In accordance with GLP compliance, an assessment of hydrolytic stability was carried out using a procedure designed to be compatible with EU Method C.7 Abiotic Degradation, Hydrolysis as a Function of pH of Commission Regulation (EC) No 440/2008 of 30 May 2008 and Method 111 of the OECD Guidelines for Testing of Chemicals, 13 April 2004. The test item is dissolved in an aqueous solution at a specific pH value and incubated in the dark and at a specific temperature, in a water bath thermostated at the specific temperature with a maximum deviation of ± 0.5 °C. The concentration of the test item is determined as a function of time, using a suitable analytical method. In the case of decreasing concentrations, the logarithms of the concentrations are plotted against time (log10 (ct)). If the plot is a straight line, the reaction is considered to be of (pseudo-) first order. The rate constant and the half-life time are then calculated using the slope. From data generated at differing temperatures for any single pH, an estimation of the rate constant and half-life at 25 °C is determined by the use of the Arrhenius relationship. At pH 4 the test substance can be regarded as stable at an ambient temperature of 25 °C (half-life greater than 1 year). At pH 7 the estimated half-life at 25 °C amounts 149 days with a hydrolysis rate constant of 1.94 E-4/h. At pH 9 the estimated half-life at 25 °C amounts 33 hours with a hydrolysis rate constant of 2.10 E-2/h. Thus, the higher the pH value (thus the more alkaline the environment), the lower the half-lives for diphenyl methylphosphonate. Besides, further information is given by the supporting study.

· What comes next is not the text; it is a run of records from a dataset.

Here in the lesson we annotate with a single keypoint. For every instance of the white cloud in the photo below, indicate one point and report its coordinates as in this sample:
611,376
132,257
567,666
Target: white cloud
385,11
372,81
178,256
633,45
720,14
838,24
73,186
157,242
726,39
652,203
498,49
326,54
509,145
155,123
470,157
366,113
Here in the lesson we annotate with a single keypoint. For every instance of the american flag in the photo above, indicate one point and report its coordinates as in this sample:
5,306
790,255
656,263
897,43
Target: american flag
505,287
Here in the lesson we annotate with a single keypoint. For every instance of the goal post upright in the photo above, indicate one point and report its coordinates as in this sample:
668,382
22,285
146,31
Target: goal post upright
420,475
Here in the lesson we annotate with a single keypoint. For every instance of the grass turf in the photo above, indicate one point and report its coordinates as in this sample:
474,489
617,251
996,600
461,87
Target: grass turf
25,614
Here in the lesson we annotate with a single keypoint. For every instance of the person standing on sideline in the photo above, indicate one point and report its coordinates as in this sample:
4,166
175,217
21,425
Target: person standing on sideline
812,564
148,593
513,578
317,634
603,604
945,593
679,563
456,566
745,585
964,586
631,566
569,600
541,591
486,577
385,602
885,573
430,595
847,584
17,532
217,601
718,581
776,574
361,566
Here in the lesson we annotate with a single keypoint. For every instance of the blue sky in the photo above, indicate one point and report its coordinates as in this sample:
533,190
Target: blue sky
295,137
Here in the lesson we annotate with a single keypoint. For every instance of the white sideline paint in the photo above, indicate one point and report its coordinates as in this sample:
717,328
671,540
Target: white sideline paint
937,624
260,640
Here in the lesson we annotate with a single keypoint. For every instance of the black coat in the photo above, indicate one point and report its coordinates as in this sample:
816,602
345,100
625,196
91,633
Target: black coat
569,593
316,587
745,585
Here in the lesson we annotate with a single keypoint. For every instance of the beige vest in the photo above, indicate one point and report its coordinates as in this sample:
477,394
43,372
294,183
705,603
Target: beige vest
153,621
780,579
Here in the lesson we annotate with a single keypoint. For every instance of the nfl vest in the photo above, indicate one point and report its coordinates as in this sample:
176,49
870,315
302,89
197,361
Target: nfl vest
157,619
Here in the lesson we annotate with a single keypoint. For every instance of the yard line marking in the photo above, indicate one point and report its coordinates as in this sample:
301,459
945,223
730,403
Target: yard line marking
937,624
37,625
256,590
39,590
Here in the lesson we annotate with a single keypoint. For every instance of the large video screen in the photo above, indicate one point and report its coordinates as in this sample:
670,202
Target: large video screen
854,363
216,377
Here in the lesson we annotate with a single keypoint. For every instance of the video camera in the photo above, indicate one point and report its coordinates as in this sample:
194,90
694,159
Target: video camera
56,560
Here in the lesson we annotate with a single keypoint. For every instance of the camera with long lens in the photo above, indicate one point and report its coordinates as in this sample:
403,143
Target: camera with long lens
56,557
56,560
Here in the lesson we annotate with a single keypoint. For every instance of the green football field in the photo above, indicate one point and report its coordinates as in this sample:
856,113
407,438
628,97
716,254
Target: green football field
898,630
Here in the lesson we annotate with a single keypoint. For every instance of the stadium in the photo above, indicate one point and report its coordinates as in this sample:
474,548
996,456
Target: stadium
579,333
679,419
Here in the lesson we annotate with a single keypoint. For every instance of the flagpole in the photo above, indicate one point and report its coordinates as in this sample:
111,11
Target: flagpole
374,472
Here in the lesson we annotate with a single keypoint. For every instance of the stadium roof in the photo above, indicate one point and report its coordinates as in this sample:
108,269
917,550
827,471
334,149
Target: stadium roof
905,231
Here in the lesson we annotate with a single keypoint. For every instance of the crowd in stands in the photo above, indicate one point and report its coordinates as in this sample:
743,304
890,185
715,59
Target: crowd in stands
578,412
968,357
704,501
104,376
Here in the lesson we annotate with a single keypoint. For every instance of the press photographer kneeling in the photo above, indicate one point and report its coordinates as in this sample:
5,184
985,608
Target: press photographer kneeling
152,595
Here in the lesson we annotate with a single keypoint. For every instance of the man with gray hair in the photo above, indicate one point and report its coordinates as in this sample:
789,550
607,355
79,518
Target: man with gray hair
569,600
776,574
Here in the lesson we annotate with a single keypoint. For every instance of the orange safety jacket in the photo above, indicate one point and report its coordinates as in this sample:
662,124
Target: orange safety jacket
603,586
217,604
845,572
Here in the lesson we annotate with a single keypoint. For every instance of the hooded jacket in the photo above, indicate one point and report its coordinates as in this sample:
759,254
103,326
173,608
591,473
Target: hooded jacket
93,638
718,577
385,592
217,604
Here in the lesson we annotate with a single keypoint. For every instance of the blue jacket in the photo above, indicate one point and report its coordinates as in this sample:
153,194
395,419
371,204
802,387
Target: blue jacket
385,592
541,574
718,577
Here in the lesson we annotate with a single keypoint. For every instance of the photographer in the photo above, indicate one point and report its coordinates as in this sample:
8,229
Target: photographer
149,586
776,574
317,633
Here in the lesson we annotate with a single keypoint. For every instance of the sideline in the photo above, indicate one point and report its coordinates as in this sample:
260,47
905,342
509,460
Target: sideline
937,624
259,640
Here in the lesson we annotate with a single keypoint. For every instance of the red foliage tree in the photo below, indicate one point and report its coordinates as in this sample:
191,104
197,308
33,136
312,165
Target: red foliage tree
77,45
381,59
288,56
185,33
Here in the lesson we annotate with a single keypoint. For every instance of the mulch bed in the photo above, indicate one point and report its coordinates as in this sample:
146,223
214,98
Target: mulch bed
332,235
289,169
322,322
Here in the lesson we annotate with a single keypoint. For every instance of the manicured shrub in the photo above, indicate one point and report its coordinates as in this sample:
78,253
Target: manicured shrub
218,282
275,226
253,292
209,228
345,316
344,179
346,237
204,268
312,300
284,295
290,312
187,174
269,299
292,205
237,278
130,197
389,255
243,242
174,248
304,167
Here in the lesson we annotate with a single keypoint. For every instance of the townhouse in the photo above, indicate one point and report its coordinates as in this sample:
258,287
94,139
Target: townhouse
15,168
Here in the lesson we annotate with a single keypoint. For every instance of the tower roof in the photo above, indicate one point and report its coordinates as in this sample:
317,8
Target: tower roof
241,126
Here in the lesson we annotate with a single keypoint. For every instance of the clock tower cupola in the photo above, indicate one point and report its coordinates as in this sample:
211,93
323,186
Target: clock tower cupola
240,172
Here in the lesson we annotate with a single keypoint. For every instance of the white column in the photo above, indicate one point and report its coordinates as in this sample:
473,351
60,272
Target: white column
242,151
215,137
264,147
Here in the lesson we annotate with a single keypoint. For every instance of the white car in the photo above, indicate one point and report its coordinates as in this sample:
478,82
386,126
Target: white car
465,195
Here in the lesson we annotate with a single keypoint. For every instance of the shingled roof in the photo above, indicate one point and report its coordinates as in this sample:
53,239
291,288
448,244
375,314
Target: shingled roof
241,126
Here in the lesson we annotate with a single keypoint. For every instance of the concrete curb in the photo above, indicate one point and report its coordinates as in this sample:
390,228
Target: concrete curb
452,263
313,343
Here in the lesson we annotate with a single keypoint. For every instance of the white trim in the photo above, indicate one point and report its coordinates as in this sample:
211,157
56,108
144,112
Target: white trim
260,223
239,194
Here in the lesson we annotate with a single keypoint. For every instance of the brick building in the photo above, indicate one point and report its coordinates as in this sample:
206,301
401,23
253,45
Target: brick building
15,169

Considering the supporting study, the hydrolysis potential of the test substance was determined by the computer program HYDROWIN v2.00 (EPIWIN software) of US-EPA (Chemservice S.A., 2011). The program estimates the hydrolysis rate constants for specific organic classes and, furthermore, a chemical´s half-live under typical environmental conditions is also determined.Only hydrolysis properties of esters, carbamates, epoxides, halomethanes (containing 1-3 halogens), specific alkyl halides and phosphorous esters can be estimated, since these are specific organic classes, which are able to undergo hydrolysis. When present, various hydrolysable compound-types will be identified.The prediction for the test substance indicated that "phosphorous ester" was detected as hydrolysable substance class. The higher the pH value (thus the more alkaline the environment), the lower the half-lives for this type of chemicals. For example: the half-life at pH 4 will be around 378 years, at pH 8 it will be about 14 days and at pH 10 it is predicted as about 3.3 days.

In conclusion, both the key and the supporting study determine comparable results. The higher the pH value, the lower the half-lives of diphenyl methylphosphonate.